For lymphomas and leukemias, an induction phase may be used first to try to induce a remission before transplantation. Induction resembles standard chemotherapy, although the doses may be somewhat higher than you've had in the past, or the drugs used may differ. Because it's so much like first-line chemotherapy, the induction phase may be done in your hometown by your local oncologist, even if your transplant is to be done out of town.

Some people do not achieve remission in the induction phase before going ahead with the transplant. Often this is of some, but not of overwhelming concern to the medical team, because the high-dose treatment you'll receive soon after will destroy any remaining NHL. For some subtypes of NHL, being in remission first may improve your chances of survival, but keep in mind that prognoses and survival are very much a function of treatment, that new treatments are always being devised, and that the subtypes of NHL vary too widely to generalize.

Patient's harvest

If you're having an autologous transplant, the harvest will be done now, before high-dose treatments are started, and kept frozen (cryopreserved) until your high-dose treatment has ended.

Marrow

If stem cells from marrow will be used, you'll be given a general anesthetic for the procedure, and you may have an overnight stay in the hospital.
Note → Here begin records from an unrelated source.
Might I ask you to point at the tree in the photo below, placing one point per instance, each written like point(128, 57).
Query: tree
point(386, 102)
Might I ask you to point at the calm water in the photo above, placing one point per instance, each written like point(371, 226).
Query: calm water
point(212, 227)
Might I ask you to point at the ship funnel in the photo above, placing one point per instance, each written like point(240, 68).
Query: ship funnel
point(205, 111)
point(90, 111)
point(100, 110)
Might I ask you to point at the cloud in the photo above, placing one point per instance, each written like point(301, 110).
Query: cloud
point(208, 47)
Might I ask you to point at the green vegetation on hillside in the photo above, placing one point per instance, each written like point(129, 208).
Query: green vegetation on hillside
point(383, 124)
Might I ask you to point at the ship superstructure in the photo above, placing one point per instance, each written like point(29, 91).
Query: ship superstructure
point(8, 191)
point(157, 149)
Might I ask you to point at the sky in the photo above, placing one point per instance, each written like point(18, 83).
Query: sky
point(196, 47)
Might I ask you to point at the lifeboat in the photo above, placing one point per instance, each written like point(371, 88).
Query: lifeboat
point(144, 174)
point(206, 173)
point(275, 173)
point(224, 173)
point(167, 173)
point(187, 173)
Four to six very small cuts that do not require stitches are made in the skin over your hipbones, and many punctures through the bone, into the dozens, are made to withdraw about a quart of marrow. About twice as much marrow is withdrawn from a patient than from a donor to compensate for the possibility of damaged, unproductive, or cancerous marrow, and to freeze extra against the possibility that the first infusion does not engraft.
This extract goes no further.